I ran a simulation study comparing two models and the fit comes out to be equivalent in terms of LOO. However, when i run both models through real data, it doesnt line up as cleanely and i have some high pareto K values.
I think this is because there are some outliers in the data. But these datapoints are not mistakes so I should not be removing them. My assumption here is that with this kind of LOO result, i should not be comparing models with it. I then sought to do K fold as i saw that is an option that can handle some more extreme data points but I am struggling setting this up for my data.

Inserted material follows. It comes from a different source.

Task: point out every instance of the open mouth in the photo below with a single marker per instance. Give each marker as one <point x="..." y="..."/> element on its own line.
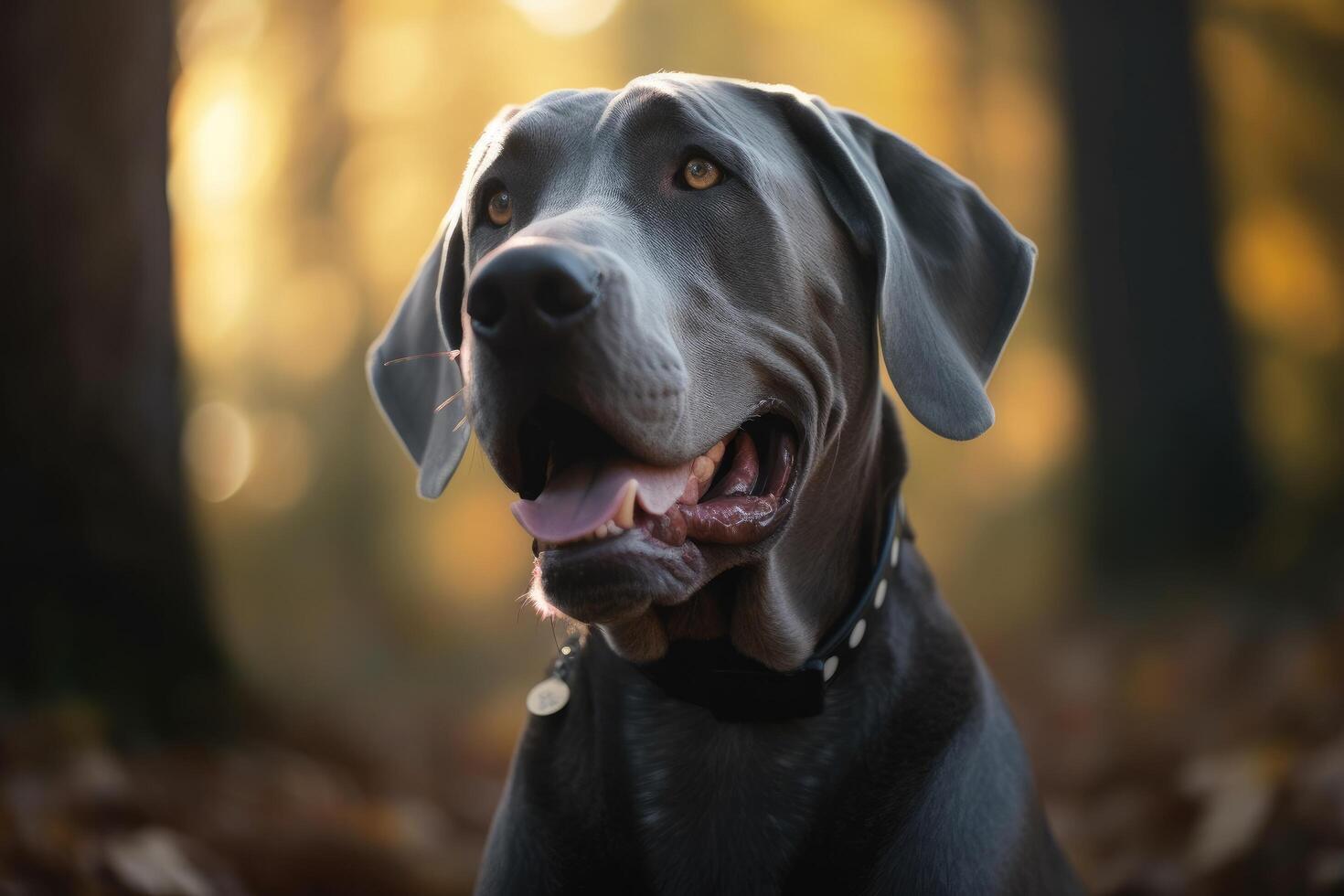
<point x="581" y="488"/>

In short my model is a count model with theta[j] + beta[i] + gamma[k], where theta is a person parameter, beta are individual item effects, and gamma are item type effects. So for instance, the real data has 1140 people with 16 items, with 3-5 items per item type (total of 3 different types).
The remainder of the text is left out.